Private Attorney General Statute: CEQA Petitioner Denied Fee Award Because Cost Of Litigation Did Not Transcend Personal Stake In Litigation

Second District, Division 6 Upholds Fee Denial Under CCP Section 1021.5.

     Under our category “Private Attorney General Statute,” we have examined the requirements—more stringent than one might assume—for awarding prevailing litigants attorney’s fees under California’s private attorney general statute (Code of Civil Procedure section 1021.5). There are many elements to satisfy, including establishment that “the necessity and financial burden of private enforcement … are such as to make the award appropriate.” (Sec. 1021.5(b).) The next litigant failed to obtain fees because he did not satisfy this essential requirement.

     CEQA petitioner, in Lopate v. City of El Paso de Robles, Case No. B208066 (2d Dist., Div. 6 Apr. 22, 2009) (unpublished), challenged a senior retirement community and church expansion developments adjacent to his residence. City adopted a mitigated negative declaration under CEQA, and petitioner filed a mandate petition challenging that the City violated CEQA by not requiring a full-fledged environmental impact report. Developer abandoned the project, City rescinded its approvals, and petitioner dismissed his lawsuit. He then sought $25,833.25 in attorney’s fees under section 1021.5. City opposed, and the trial court denied the motion on the ground that the cost of litigation did not transcend petitioner’s personal stake in the lawsuit.

     Disappointed petitioner appealed, but did not win—failing to meet his burden of showing entitlement under section 1021.5.

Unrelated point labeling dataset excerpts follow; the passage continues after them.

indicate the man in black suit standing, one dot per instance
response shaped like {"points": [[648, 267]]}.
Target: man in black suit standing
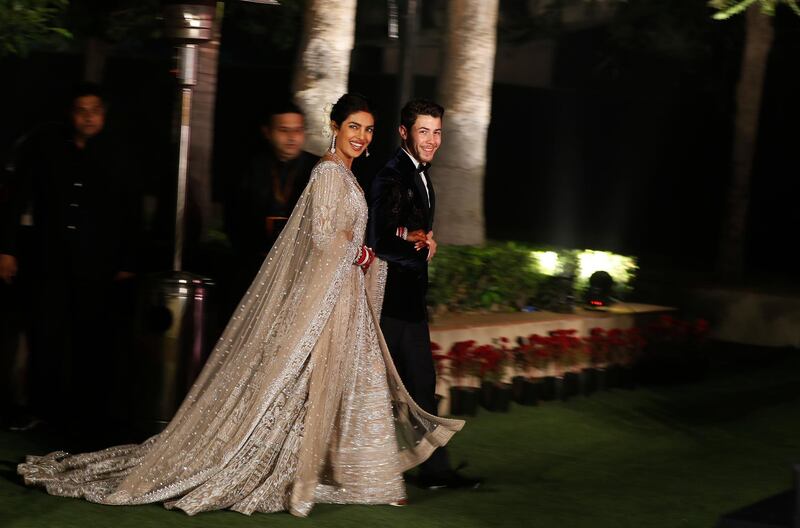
{"points": [[402, 203], [267, 190], [76, 207]]}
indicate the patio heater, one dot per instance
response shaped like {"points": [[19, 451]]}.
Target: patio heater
{"points": [[173, 331]]}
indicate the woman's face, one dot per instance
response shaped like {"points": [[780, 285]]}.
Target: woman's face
{"points": [[355, 134]]}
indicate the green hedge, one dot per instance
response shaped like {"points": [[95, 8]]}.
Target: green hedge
{"points": [[504, 276]]}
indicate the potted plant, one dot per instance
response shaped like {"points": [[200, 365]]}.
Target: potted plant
{"points": [[463, 367], [494, 359], [542, 357], [524, 387], [597, 352], [568, 351]]}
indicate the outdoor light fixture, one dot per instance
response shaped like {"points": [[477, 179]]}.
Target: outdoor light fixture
{"points": [[598, 294], [547, 262]]}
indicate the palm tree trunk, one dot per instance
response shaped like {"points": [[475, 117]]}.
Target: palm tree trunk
{"points": [[324, 65], [201, 141], [758, 42], [95, 57], [466, 94]]}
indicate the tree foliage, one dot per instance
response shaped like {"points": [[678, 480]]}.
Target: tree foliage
{"points": [[728, 8], [27, 23]]}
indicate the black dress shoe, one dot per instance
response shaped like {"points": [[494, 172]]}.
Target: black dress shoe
{"points": [[449, 479]]}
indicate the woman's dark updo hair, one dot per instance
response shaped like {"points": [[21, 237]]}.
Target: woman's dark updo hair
{"points": [[349, 104]]}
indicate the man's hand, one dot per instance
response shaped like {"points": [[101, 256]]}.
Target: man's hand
{"points": [[416, 236], [8, 268], [431, 243]]}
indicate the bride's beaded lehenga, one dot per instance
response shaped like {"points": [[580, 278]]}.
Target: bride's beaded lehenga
{"points": [[298, 403]]}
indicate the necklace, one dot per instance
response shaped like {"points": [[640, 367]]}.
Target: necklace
{"points": [[339, 161]]}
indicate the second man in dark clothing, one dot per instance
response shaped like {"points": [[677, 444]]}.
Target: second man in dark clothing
{"points": [[268, 190]]}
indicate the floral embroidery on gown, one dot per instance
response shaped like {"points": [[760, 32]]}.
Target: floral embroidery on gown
{"points": [[298, 403]]}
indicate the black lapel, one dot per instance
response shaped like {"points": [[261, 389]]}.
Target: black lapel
{"points": [[409, 170]]}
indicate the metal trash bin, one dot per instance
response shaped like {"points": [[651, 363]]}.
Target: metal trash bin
{"points": [[175, 331]]}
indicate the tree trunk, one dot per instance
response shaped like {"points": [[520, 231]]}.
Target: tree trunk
{"points": [[758, 42], [95, 58], [324, 65], [201, 141], [466, 94]]}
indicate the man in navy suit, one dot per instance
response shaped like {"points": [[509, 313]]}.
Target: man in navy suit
{"points": [[401, 208]]}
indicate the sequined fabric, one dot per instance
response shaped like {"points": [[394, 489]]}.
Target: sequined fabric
{"points": [[299, 402]]}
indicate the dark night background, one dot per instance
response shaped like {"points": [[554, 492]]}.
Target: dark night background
{"points": [[626, 148]]}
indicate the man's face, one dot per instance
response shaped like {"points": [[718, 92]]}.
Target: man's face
{"points": [[286, 134], [424, 138], [88, 116]]}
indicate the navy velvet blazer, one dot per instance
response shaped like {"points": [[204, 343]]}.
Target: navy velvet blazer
{"points": [[398, 199]]}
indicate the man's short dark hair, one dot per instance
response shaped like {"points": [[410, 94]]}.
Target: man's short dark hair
{"points": [[418, 107], [283, 106]]}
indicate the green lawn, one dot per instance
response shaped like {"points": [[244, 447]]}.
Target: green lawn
{"points": [[653, 457]]}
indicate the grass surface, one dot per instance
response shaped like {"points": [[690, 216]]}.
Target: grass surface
{"points": [[653, 457]]}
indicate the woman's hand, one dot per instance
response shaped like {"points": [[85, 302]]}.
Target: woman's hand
{"points": [[364, 258], [432, 245]]}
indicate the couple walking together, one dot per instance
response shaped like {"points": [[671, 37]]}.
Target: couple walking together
{"points": [[304, 399]]}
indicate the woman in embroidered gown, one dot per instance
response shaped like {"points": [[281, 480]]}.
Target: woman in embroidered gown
{"points": [[299, 402]]}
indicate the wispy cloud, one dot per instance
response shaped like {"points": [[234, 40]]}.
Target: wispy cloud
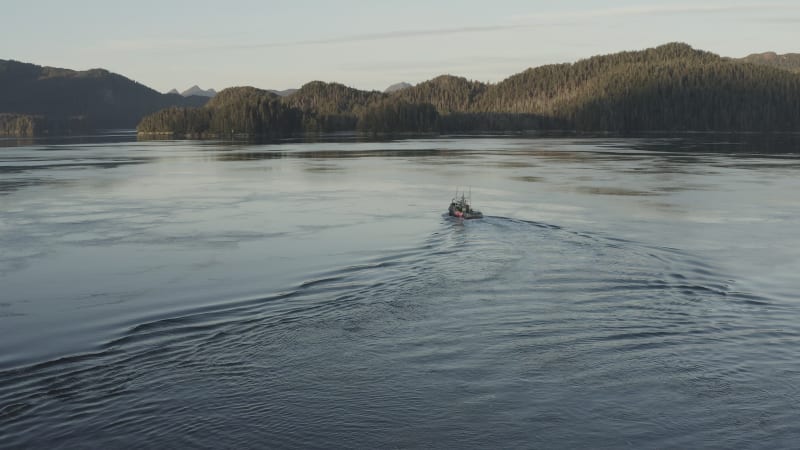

     The Court of Appeal agreed with the trial court’s conclusion. The record demonstrated only that the developer abandoned the project, not that petitioner induced voluntary action by the City to prepare the EIR. Beyond that, there was support for the viewpoint that petitioner’s primary purpose in filing was to mitigate the effect of the proposed projects on his view, property value, and other property rights—clearly not satisfying the “public interest” enforcement prong, but one where pecuniary interests predominated. (See, e.g., Schwartz v. City of Rosemead, 155 Cal.App.3d 547, 559-560 (1984); Christward Ministry v. County of San Diego, 13 Cal.App.4th 31, 49-50 (1993); Planned Parenthood v. City of Santa Maria, 16 Cal.App.4th 685, 692 (1993).)